The way the mutations were distributed over all the blood cells, it could only mean they were parented by two blood stem cells.—Henne Holstege,
VU University Medical Center

She also had extremely little atherosclerosis, “almost none,” says Holstege. “So she had a very good blood supply to the brain. This might be one of the reasons that she became so old.”

More recently, Gert Holstege’s daughter, geneticist Henne Holstege of VU University Medical Center in Amsterdam, took a closer look at van Andel-Schipper’s blood. She and her colleagues scanned the genomes of the supercentenarian’s white blood cells and found something they hadn’t expected: the vast majority of the cells had apparently descended from just two hematopoietic stem cells. “The way the mutations were distributed over all the blood cells, it could only mean they were parented by two blood stem cells,” explains Henne Holstege (Genome Res, doi:10.1101/gr.162131.113, 2014).

The geneticist didn’t know it was possible for a person to survive with just two hematopoietic stem cells, which give rise to crucial immune cells, including macrophages, neutrophils, dendritic cells, T cells, B cells, natural killer cells, and more. The homogeneity of van Andel-Schipper’s blood cells at the time of her death is an indication that the woman’s stem cell population must have decreased over her lifetime, Henne Holstege says. She is currently working to recruit clear-minded centenarians at the VU hospital to donate their blood and, eventually, their brains, to determine whether this is a universal phenomenon.

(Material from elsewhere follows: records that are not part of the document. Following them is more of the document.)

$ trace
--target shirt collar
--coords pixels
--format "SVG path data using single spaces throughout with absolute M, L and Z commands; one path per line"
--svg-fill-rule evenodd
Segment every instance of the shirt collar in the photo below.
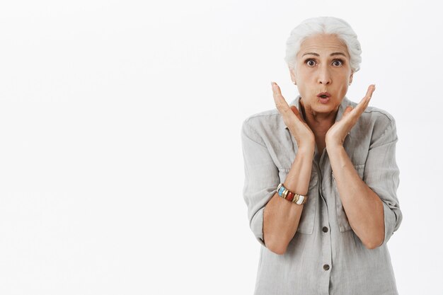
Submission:
M 301 113 L 301 111 L 300 110 L 300 98 L 301 98 L 301 96 L 297 96 L 297 97 L 294 100 L 292 100 L 291 103 L 289 103 L 289 106 L 295 105 L 297 110 L 299 110 L 299 111 L 300 112 L 300 113 Z M 346 109 L 346 107 L 350 105 L 351 101 L 348 100 L 346 96 L 345 96 L 338 107 L 338 111 L 337 112 L 337 115 L 335 116 L 335 122 L 340 121 L 343 115 L 343 112 L 345 112 L 345 109 Z M 283 120 L 282 117 L 282 120 Z M 287 127 L 286 127 L 286 125 L 284 125 L 284 127 L 286 127 L 286 129 L 287 129 Z

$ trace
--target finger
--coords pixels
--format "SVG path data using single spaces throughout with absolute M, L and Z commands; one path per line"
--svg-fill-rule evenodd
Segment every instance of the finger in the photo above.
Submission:
M 363 98 L 362 98 L 362 100 L 360 100 L 358 105 L 355 107 L 355 110 L 356 110 L 356 112 L 358 113 L 357 115 L 359 117 L 369 105 L 369 100 L 371 100 L 371 98 L 372 98 L 372 93 L 374 91 L 375 85 L 369 85 L 367 91 L 366 92 L 366 95 L 363 97 Z
M 272 87 L 272 96 L 274 96 L 274 102 L 275 103 L 275 107 L 277 107 L 278 111 L 283 116 L 292 116 L 293 112 L 289 108 L 289 105 L 284 100 L 284 98 L 282 96 L 282 92 L 279 86 L 277 85 L 277 83 L 275 82 L 271 82 L 271 86 Z
M 297 117 L 298 117 L 300 121 L 304 122 L 304 120 L 303 120 L 303 117 L 301 117 L 301 115 L 300 115 L 300 112 L 299 112 L 297 107 L 295 105 L 291 105 L 290 108 L 291 110 L 292 110 L 292 112 L 294 112 Z
M 367 91 L 366 91 L 366 95 L 364 96 L 364 97 L 363 97 L 363 98 L 362 98 L 362 100 L 360 100 L 360 103 L 359 103 L 359 105 L 360 103 L 369 104 L 369 100 L 372 98 L 372 93 L 374 93 L 374 91 L 375 91 L 375 84 L 369 85 L 369 86 L 367 88 Z
M 350 112 L 351 112 L 351 111 L 354 109 L 354 108 L 352 108 L 352 105 L 348 105 L 346 107 L 346 108 L 345 109 L 345 111 L 343 112 L 343 117 L 345 117 L 345 115 L 347 115 L 347 114 L 349 114 Z

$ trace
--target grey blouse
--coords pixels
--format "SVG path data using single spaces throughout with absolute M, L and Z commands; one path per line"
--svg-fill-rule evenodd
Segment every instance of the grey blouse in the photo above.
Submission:
M 299 110 L 297 97 L 291 105 Z M 343 98 L 336 120 L 347 105 Z M 397 134 L 394 119 L 368 107 L 346 137 L 344 147 L 355 170 L 384 208 L 384 241 L 368 249 L 352 231 L 337 190 L 328 153 L 316 149 L 308 192 L 299 227 L 284 255 L 263 243 L 263 210 L 283 183 L 297 152 L 295 139 L 276 109 L 253 115 L 241 130 L 245 166 L 243 197 L 251 229 L 261 243 L 256 295 L 397 294 L 386 242 L 400 226 L 396 190 Z M 294 206 L 298 206 L 294 204 Z

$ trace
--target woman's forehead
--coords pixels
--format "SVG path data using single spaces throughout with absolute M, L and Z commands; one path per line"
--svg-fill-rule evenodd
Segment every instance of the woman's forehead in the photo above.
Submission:
M 301 57 L 309 53 L 313 53 L 313 55 L 330 55 L 338 52 L 349 57 L 346 45 L 336 35 L 321 34 L 305 39 L 300 45 L 297 57 Z

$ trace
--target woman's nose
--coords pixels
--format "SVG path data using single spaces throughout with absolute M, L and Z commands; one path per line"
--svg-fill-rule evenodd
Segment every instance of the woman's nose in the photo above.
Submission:
M 318 79 L 317 83 L 319 84 L 329 85 L 332 82 L 330 73 L 327 66 L 321 66 L 318 71 Z

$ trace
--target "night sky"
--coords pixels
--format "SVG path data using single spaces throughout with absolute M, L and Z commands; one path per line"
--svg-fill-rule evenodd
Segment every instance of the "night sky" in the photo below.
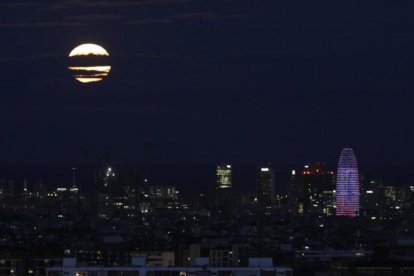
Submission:
M 410 1 L 49 2 L 0 3 L 0 163 L 413 164 Z

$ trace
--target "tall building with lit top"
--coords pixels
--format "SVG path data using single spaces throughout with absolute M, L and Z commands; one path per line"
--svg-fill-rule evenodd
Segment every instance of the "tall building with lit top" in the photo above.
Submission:
M 341 152 L 336 179 L 336 215 L 359 216 L 358 165 L 351 148 Z
M 216 188 L 229 189 L 232 187 L 231 165 L 218 165 L 216 170 Z
M 275 170 L 269 167 L 261 167 L 257 180 L 257 199 L 262 207 L 272 205 L 275 193 Z

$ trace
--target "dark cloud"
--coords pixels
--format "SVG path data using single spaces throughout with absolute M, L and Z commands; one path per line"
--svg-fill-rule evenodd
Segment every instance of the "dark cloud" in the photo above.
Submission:
M 219 14 L 212 12 L 192 12 L 192 13 L 178 13 L 165 18 L 145 18 L 141 20 L 128 21 L 129 25 L 147 25 L 147 24 L 166 24 L 174 21 L 219 21 L 219 20 L 238 20 L 238 19 L 253 19 L 258 15 L 253 14 Z
M 45 27 L 82 27 L 81 22 L 13 22 L 13 23 L 0 23 L 0 28 L 45 28 Z
M 124 19 L 123 16 L 115 14 L 80 14 L 65 17 L 69 21 L 115 21 Z

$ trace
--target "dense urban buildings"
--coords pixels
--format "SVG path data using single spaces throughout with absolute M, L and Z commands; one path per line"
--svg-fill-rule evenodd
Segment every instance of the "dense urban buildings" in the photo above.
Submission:
M 211 186 L 187 197 L 179 178 L 164 185 L 116 164 L 86 185 L 0 179 L 0 275 L 413 273 L 412 184 L 360 180 L 351 149 L 337 174 L 323 162 L 278 168 L 254 166 L 250 178 L 244 167 L 211 166 L 198 175 Z M 338 188 L 355 183 L 360 202 L 343 200 L 337 215 L 340 196 L 359 195 Z
M 339 157 L 336 181 L 336 215 L 359 216 L 359 174 L 354 151 L 344 148 Z

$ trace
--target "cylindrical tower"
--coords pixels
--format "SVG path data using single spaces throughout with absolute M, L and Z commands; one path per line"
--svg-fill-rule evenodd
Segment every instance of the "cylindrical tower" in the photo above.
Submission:
M 336 178 L 336 215 L 359 216 L 359 176 L 354 151 L 344 148 Z

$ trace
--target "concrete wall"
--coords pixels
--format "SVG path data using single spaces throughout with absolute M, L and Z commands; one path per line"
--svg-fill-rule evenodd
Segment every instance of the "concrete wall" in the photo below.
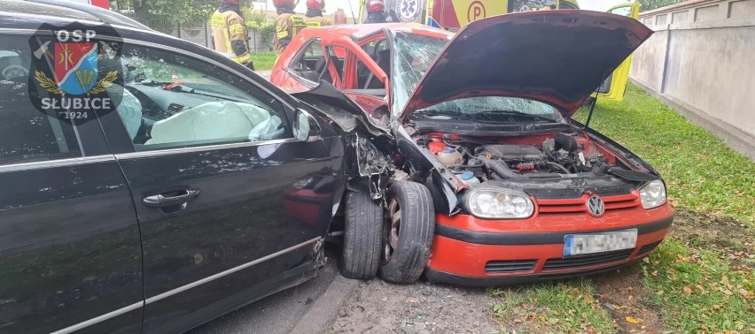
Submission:
M 755 159 L 755 0 L 691 0 L 639 19 L 656 33 L 630 78 Z

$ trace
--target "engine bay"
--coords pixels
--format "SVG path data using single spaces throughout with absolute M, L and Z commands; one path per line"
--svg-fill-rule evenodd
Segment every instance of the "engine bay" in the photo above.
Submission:
M 470 138 L 428 133 L 415 138 L 469 187 L 505 186 L 541 197 L 580 196 L 585 191 L 627 194 L 638 179 L 612 173 L 631 171 L 582 133 Z M 641 173 L 644 174 L 644 173 Z

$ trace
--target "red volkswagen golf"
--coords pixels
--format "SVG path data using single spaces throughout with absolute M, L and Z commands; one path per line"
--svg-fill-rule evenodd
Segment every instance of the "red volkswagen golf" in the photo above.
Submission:
M 455 35 L 413 24 L 302 30 L 273 83 L 327 81 L 395 140 L 387 191 L 368 203 L 385 218 L 346 219 L 342 273 L 494 285 L 650 254 L 673 216 L 663 179 L 589 128 L 592 110 L 587 125 L 572 116 L 651 34 L 583 11 L 493 17 Z M 377 233 L 377 246 L 357 241 Z

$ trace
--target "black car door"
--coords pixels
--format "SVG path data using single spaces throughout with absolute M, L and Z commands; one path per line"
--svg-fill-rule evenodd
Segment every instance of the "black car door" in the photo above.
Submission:
M 129 112 L 101 119 L 141 227 L 144 330 L 185 330 L 312 277 L 343 188 L 333 140 L 295 139 L 289 100 L 191 49 L 126 43 L 121 61 Z
M 95 115 L 35 109 L 29 38 L 0 29 L 0 332 L 139 332 L 142 252 L 126 179 Z

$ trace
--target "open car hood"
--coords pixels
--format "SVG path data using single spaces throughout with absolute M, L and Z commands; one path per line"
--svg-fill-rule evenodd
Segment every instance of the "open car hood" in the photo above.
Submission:
M 400 120 L 445 101 L 484 95 L 543 102 L 568 118 L 652 33 L 634 19 L 589 11 L 473 21 L 430 65 Z

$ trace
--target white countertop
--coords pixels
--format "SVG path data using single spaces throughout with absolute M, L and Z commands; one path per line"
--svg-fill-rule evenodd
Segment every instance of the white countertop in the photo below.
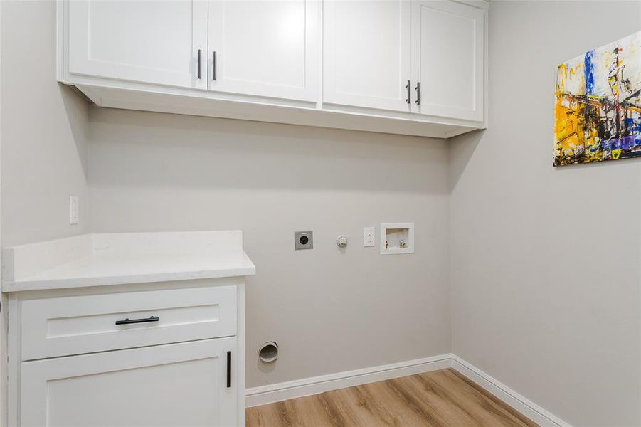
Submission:
M 3 292 L 250 275 L 231 231 L 117 233 L 3 249 Z

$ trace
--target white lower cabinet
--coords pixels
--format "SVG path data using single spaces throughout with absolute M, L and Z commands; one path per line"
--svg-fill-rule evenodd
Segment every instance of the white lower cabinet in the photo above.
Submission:
M 235 426 L 237 361 L 234 337 L 23 362 L 20 423 Z

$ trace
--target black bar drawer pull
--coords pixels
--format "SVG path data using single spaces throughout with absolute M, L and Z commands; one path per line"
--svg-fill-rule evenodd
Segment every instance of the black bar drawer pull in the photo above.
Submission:
M 410 98 L 411 97 L 410 95 L 410 90 L 411 90 L 411 88 L 410 88 L 410 80 L 408 80 L 408 84 L 406 85 L 405 88 L 408 90 L 408 97 L 405 100 L 405 102 L 407 102 L 408 104 L 409 104 Z
M 212 59 L 211 59 L 212 67 L 211 68 L 213 68 L 213 71 L 211 73 L 211 80 L 215 80 L 216 78 L 216 51 L 212 52 L 211 55 L 212 55 Z
M 129 319 L 127 317 L 125 320 L 116 320 L 116 325 L 131 325 L 132 323 L 147 323 L 148 322 L 158 322 L 160 317 L 154 317 L 149 316 L 144 319 Z
M 227 352 L 227 388 L 231 386 L 231 352 Z

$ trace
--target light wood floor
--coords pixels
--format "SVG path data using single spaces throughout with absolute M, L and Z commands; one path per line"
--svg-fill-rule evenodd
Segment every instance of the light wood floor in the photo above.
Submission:
M 454 369 L 247 408 L 247 427 L 537 426 Z

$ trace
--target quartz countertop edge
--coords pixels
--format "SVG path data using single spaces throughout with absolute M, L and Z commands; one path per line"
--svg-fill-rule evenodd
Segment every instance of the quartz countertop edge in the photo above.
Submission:
M 4 292 L 231 278 L 256 273 L 242 249 L 242 232 L 237 231 L 84 235 L 9 248 L 3 250 L 3 255 L 9 261 L 4 266 Z M 32 271 L 31 265 L 34 263 L 48 268 Z

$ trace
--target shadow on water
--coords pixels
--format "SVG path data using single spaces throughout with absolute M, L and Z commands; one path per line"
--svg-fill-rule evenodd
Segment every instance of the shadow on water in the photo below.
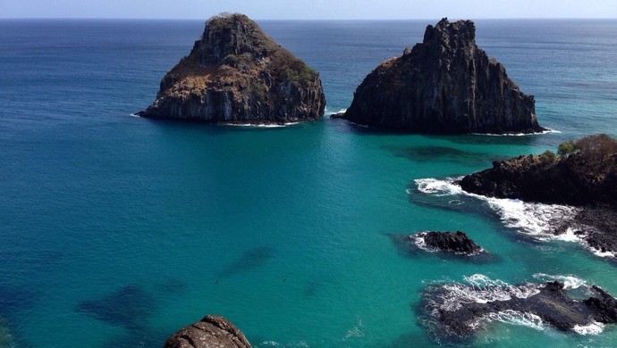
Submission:
M 148 289 L 127 285 L 99 299 L 83 301 L 75 307 L 75 311 L 106 324 L 124 327 L 122 335 L 114 336 L 103 344 L 104 348 L 161 346 L 168 335 L 152 330 L 146 325 L 148 318 L 156 310 L 155 298 L 178 295 L 185 289 L 185 284 L 176 278 L 162 280 Z
M 116 336 L 106 343 L 102 348 L 160 347 L 167 339 L 161 332 L 146 329 L 127 330 L 126 334 Z
M 430 347 L 435 345 L 426 334 L 402 334 L 392 342 L 380 342 L 372 345 L 372 348 L 410 348 L 410 347 Z
M 16 347 L 15 340 L 11 335 L 9 323 L 0 315 L 0 348 Z
M 76 310 L 110 325 L 141 330 L 154 311 L 154 299 L 142 286 L 125 286 L 97 300 L 81 302 Z
M 0 284 L 0 348 L 28 346 L 27 337 L 14 334 L 14 318 L 30 307 L 37 295 L 25 286 Z
M 217 277 L 231 277 L 264 265 L 275 256 L 275 249 L 270 246 L 257 246 L 245 250 L 238 260 L 225 266 Z
M 424 258 L 427 260 L 452 260 L 473 264 L 499 263 L 501 258 L 494 253 L 483 251 L 474 255 L 455 254 L 447 252 L 429 252 L 422 250 L 410 239 L 410 235 L 401 235 L 395 233 L 382 233 L 387 236 L 396 247 L 399 255 L 413 259 Z M 482 245 L 480 245 L 482 246 Z
M 417 162 L 448 162 L 482 166 L 493 161 L 505 160 L 506 156 L 496 156 L 486 153 L 462 151 L 448 146 L 382 146 L 396 157 Z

But was van Andel-Schipper’s cancer in any way attributable to her reduced number of blood stem cells? It’s likely that precancerous transformations happen in cells through a lifetime, says clinical immunologist Roberto Paganelli from the Gabriele d’Annunzio University of Chieti-Pescara. “And it’s only our immune system which prevents them from expanding and taking over.” Perhaps by the time one reaches 115 years of age, he says, these immune cells may become limited in number and function. Though he’s never studied samples from van Andel-Schipper, Paganelli’s own work has revealed that the blood stem cells of two centenarians seem to have preserved an ability to generate all blood lineages, but some of the cells produced comparatively more lymphocyte progenitors than other blood-derived cell types, despite the known decrease of lymphocytes in peripheral blood of aged people (Eur J Immunol, 26:2030-34, 1996). “This was a hint that during aging there is a shift to lose complexity in the system and to enrich for a single entity,” he says.

More work is needed to understand exactly how the immune system ages with us, but with a small percentage of the population living into their 100s, sample sizes are limited. Perhaps van Andel-Schipper’s corporeal gift to science will serve as an example for other long-lived people, says Paganelli. “The fact that the person was 115 years [and donated her] body and tissues to be explored by scientists is a very, very encouraging thing. I think this should be commended.”

“She was very important for us, very important for science in general,” agrees Gert Holstege. “I’ll never forget talking to her for the first time.”